Apple iPhone 5s Touch ID vs. Samsung Galaxy Tab S Scanner: Conclusion
While both Touch ID and the Galaxy Tab S fingerprint scanner may seem like somewhat insignificant features, they're features that their owners will very likely use more than any other. Security has also never been more important, because users today store all kinds of sensitive information on their mobile devices. So passwords and device locks are important, and fingerprint scanners make it simpler to use and remember logins.
Touch ID works better than the Tab S scanner. It's quicker and more responsive; you just need to tap a finger to the sensor to unlock, as opposed to swiping your finger. Touch ID also works in any orientation, so you can hold your device sideways or upside down and it still works.
The Galaxy Tab S fingerprint scanner integrates with more services. Some, though, such as the multi-user mode, are tablet features, so it's difficult to directly compare them to Touch ID features. (The Samsung Galaxy S5 also has a fingerprint scanner.) Touch ID is only available on the iPhone 5s, and Apple's iPad doesn't have a fingerprint unlock feature yet -- though it very likely will in the future.
Is one fingerprint scanner more secure than another? It's hard to tell. The comments from Apple and Samsung are very similar. In both cases, fingerprint data -- not an actual fingerprint -- is stored locally on your device, and it's never sent outside of your smartphone or tablet, according to the companies. The fingerprint data is also encrypted within a secure module, the companies say. There's still risk associated with storing this kind of data, because a Bad Guy could potentially access your device, crack the encryption and steal the fingerprint info. But there's little Apple or Samsung could do in that situation.
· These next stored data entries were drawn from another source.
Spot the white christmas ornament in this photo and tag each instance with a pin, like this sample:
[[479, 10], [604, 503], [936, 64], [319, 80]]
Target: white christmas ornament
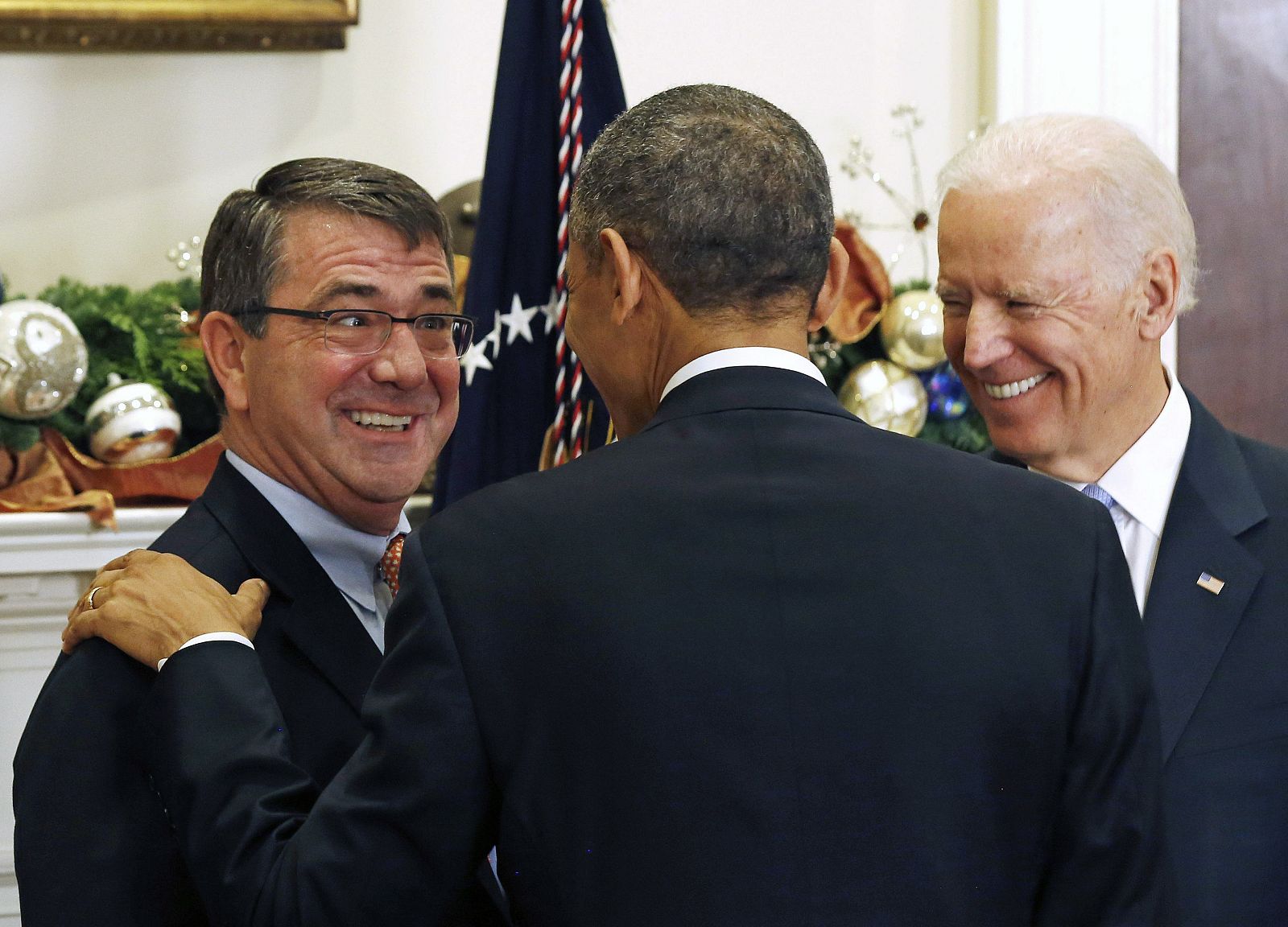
[[132, 422]]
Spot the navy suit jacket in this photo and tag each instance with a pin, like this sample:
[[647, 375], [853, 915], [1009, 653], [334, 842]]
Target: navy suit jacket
[[1220, 669], [758, 665], [92, 843], [1220, 666]]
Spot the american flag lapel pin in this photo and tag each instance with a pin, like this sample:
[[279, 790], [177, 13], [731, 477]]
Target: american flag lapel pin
[[1211, 583]]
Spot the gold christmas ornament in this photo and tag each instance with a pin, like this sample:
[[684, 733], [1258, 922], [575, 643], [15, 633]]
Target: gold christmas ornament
[[886, 396], [43, 360], [912, 330], [132, 422]]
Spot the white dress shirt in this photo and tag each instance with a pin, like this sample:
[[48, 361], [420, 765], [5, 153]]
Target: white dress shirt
[[349, 557], [744, 357], [1141, 483]]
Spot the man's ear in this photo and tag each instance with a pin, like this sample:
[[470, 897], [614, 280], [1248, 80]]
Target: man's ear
[[225, 343], [1161, 281], [834, 283], [628, 274]]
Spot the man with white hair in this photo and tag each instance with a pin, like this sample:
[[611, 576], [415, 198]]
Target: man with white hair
[[1066, 253]]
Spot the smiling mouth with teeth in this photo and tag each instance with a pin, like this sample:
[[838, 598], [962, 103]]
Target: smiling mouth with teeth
[[379, 422], [1014, 389]]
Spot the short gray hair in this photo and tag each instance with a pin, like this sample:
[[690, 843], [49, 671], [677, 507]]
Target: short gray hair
[[242, 255], [724, 195], [1137, 200]]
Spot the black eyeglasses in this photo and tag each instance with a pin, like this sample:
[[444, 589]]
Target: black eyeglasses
[[365, 332]]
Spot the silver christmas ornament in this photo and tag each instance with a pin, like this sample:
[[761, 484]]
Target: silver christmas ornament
[[43, 360]]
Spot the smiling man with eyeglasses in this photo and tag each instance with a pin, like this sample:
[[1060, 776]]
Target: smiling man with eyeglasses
[[330, 328]]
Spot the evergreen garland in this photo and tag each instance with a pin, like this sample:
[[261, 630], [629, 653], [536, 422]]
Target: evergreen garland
[[139, 335]]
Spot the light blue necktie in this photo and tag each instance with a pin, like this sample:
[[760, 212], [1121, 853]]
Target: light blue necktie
[[1094, 491]]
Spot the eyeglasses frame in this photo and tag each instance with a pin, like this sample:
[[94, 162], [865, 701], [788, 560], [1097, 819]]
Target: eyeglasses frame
[[325, 315]]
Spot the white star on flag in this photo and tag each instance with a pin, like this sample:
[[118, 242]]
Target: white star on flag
[[474, 358], [518, 321]]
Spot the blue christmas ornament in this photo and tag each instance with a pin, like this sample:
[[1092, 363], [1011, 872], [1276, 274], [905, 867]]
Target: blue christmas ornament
[[946, 392]]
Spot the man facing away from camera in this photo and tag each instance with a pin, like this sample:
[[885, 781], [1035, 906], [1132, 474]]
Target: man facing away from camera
[[328, 322], [658, 676], [1066, 251]]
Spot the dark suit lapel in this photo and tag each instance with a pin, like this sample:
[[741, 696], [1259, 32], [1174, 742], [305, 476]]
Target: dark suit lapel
[[1187, 626], [312, 615], [747, 388]]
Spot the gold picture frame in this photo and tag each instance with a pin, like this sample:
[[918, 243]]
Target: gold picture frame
[[174, 25]]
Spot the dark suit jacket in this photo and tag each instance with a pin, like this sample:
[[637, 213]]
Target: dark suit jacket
[[92, 845], [1220, 666], [758, 665]]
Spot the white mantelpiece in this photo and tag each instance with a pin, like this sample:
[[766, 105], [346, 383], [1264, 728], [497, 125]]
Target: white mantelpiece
[[45, 563]]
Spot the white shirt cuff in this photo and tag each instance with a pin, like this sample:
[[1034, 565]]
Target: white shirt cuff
[[213, 635]]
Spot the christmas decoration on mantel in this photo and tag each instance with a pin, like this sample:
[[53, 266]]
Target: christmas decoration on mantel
[[882, 352], [93, 429]]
Overall, I prefer Touch ID, because the experience is close to seamless. I do wish it integrated with more services, though, and I appreciate the Galaxy Tab S's multi-user and private-mode finger authentication features. Preferences aside, I'm a big fan of both Touch ID and Samsung's finger scanner. I hope to see many more devices equipped with better, fuller-featured fingerprint scanners in the future.